Didier Nakache sait fort bien manier la polémique. Pour lui, la charte de la médecine libérale de 1927 « prête à sourire tant elle a été dévoyée, détournée, oubliée par ceux qui la combattent avec la complicité passive de ses défenseurs officiels ». La fable de La Fontaine intitulée « Le loup et le chien » ? est à ses yeux l'illustration parfaite du médecin en secteur trois (le loup qui garde sa liberté) et du médecin conventionné (le chien domestique marqué de l'indélébile empreinte du collier qui l'asservit).

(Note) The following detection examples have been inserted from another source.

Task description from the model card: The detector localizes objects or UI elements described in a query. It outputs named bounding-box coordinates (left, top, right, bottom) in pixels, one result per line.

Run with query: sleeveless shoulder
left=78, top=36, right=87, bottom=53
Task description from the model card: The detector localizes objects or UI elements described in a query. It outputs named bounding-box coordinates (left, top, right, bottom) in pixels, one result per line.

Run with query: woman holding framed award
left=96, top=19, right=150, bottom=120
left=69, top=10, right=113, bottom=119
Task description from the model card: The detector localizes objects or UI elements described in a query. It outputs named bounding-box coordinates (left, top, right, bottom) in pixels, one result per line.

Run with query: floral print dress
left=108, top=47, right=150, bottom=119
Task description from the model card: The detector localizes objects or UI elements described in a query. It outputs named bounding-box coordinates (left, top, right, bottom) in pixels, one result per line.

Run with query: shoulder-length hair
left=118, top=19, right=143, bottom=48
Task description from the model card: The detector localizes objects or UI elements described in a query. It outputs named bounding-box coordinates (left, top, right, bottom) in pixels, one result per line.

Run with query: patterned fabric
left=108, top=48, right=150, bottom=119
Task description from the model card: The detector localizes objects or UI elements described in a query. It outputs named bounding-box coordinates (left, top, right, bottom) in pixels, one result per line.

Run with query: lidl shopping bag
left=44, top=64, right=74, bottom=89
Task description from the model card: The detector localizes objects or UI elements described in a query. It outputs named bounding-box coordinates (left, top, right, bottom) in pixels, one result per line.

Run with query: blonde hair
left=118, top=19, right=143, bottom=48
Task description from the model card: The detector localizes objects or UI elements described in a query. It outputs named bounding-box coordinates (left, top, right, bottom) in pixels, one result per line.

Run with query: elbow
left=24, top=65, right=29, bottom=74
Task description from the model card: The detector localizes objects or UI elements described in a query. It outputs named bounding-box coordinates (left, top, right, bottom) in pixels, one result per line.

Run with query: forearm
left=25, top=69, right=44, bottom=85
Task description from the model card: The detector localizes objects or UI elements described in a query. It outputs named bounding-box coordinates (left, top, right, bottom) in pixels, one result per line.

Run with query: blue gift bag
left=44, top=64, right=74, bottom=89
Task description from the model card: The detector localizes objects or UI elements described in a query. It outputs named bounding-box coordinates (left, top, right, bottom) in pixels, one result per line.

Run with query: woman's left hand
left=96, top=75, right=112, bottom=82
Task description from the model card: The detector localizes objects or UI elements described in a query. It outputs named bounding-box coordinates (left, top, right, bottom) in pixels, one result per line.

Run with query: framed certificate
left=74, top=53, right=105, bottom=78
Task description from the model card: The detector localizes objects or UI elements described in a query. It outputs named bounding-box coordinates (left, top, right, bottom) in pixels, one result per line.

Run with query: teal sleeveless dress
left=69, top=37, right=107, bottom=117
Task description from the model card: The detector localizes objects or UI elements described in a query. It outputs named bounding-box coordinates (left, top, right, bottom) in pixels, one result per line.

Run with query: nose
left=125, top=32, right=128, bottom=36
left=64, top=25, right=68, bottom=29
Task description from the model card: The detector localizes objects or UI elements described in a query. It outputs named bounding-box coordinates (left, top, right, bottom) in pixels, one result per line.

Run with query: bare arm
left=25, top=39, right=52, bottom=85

L'auteur s'amuse ensuite à comparer le généraliste à un décathlonien, et le spécialiste à un sprinter : « le décathlonien est probablement un athlète plus complet que le sprinter, fixé sur un seul objectif, analyse-t-il. Mais à qui croyez-vous que la gloire revient ? Tout le monde a connu plusieurs sprinters renommés, mais qui peut se vanter de citer un seul décathlonien ? »

N'attendez cependant pas de ce livre, centré sur les raisons de la crise de la médecine générale, qu'il y apporte des solutions. Avec la loi Debré de 1958, diagnostique-il, « on est passé à un hospitalocentrisme qui a déconnecté l'hôpital des réalités de terrain et écorné l'image du médecin libéral de base, le généraliste ». Voilà pour une partie de l'examen clinique. Le traitement sera abordé dans un second opus dont Didier Nakache a déjà rédigé une bonne part. « Ce sera loufoque et logique », prévient-il.